Introduction
Peroxisome proliferator-activated receptors (PPARs)
are a class of ligand-dependent sequence-specific nuclear
transcription factors that can be divided into three subtypes:
PPARα, PPARβ (PPARδ) and PPARγ. PPARγ has complex biological
functions and is involved in fat and glucose metabolism, monocyte
activation and the inflammatory response; moreover, recent studies
have found that it can also regulate tumor cell differentiation and
inhibit tumor cell proliferation, features that can play roles in
the development of gastrointestinal tumors (1–5). The human
PPARγ gene is located in the P25 region of chromosome 3 and spans
more than 100 kb. Each species of PPARγ protein is highly
conserved, and the amino acid sequences of PPARγ protein in human
and mice share a 95% homology (3).
The post-transcriptional regulatory effect of PPARγ depends on its
binding to ligands, but the exact range of endogenous ligands
remain unidentified (4). There are
two classes of PPARγ ligands known to exist currently, natural and
synthetic ligands. 15-Deoxyprostaglandin J2 (15-d-PGJ2) and
pioglitazone are the representatives of the two classes,
respectively (5). After ligand
binding in the nuclear membrane, heterodimers are formed with
retinoic acid receptors, and those dimers bind to the peroxisome
proliferator or responsive element in target gene promoter regions
to activate their transcription (6).
Phosphatase and tensin homologue deleted on chromosome 10 (PTEN) is
a recently discovered tumor suppressor gene whose cognate protein
can act as both lipid and protein phosphatase (7). A large number of studies have shown that
PPARγ ligands can induce cell apoptosis, thereby inhibiting the
growth of cancer cells (1–3). The activation of PPARγ can inhibit the
proliferation of pancreatic, breast and colorectal cancers, by
upregulating the expression of PTEN (8–10). We
hypothesized that a PTEN ligand able to stimulate PPARγ could
inhibit proliferation in hepatocellular carcinoma cells. In this
study, the effect of PPARγ ligands on the growth of hepatocellular
carcinoma cells and the changes in PTEN expression during the
process were observed in vitro, in order to help elucidate a
possible mechanism of PPARγ activation regulating the liver cancer
growth.
Materials and methods
Cell culture
SMMC-7721 hepatocellular carcinoma cells (Shanghai
Cell Institute of Chinese Academy of Sciences) were grown adhering
to the walls of flasks, using RPMI-1640 culture solution (Gibco,
Carlsbad, CA, USA) containing 10% newborn calf serum (Lanzhou
Minhai Biology, Gansu, China), 100 U/ml penicillin and 100 µg/ml
streptomycin in an incubator containing 95% O2 and 5%
CO2 at 37°C.
Determination of cell viability via
MTT assay
MTT was prepared by dissolving 50 mg MTT powder
(Amresco LLC, Solon, OH, USA) in 10 ml phosphate-buffered saline
(PBS) and stirring with a magnet for 30 min, followed with
filtration with a 0.22-µm microporous membrane for sterilization.
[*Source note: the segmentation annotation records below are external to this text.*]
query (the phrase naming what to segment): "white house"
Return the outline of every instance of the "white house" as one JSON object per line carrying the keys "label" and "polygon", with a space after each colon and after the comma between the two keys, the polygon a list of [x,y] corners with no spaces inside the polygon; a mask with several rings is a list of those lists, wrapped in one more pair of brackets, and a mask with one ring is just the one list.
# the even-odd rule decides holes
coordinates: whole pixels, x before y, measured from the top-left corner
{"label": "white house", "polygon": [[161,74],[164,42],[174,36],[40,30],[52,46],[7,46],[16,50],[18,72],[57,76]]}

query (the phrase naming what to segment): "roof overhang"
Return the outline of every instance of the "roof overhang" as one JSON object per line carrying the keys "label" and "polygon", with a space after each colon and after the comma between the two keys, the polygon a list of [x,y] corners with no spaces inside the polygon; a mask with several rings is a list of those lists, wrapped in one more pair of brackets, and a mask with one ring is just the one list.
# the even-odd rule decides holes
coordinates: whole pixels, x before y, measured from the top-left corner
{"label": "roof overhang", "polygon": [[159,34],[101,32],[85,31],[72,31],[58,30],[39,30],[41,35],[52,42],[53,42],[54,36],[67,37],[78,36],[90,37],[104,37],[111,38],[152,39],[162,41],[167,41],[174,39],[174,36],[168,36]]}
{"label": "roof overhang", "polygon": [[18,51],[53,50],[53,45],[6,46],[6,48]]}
The sterile solution was stored at 4°C. SMMC-7721 cells in
logarithmic growth phase were inoculated into 96-well plates at
5×103 cells/well and incubated for 24 h. Four groups
were set up for 15-d-PGJ2 and pioglitazone treatments, a control
group with 0 µmol/l of added drug, one with 10 µmol/l, one with 25
µmol/l, and another with 50 µmol/l. 15-d-PGJ2 and pioglitazone were
both purchased from Cayman Chemical, Inc. (Ann Arbor, MI, USA) and
prepared with dimethyl sulfoxide (DMSO) into a storage
concentration of 50 mmol/l. The final concentration of DMSO in cell
culture medium was not more than 0.1%. The drugs were added to the
wells after cells grew adhering to the wall. A blank control group
was set up for zero setting. The cells were incubated in a
CO2 incubator at 37°C for 24, 48 and 72 h after being
treated with either drug, then 100 µg MTT were added to each well
before and cells were incubated for another 4 h. Then the media
were discarded, and the cells were washed with PBS. Finally, 150 µl
DMSO were added. The cells were placed on a vibrating platform for
10 min, and the A490 values were measured with a Model
680 microplate reader (Bio-Rad Laboratories, Inc., Hercules, CA,
USA). The cell viability was calculated from the equation: Cell
viability = (A490 value in experimental
group/A490 value in control group) × 100%.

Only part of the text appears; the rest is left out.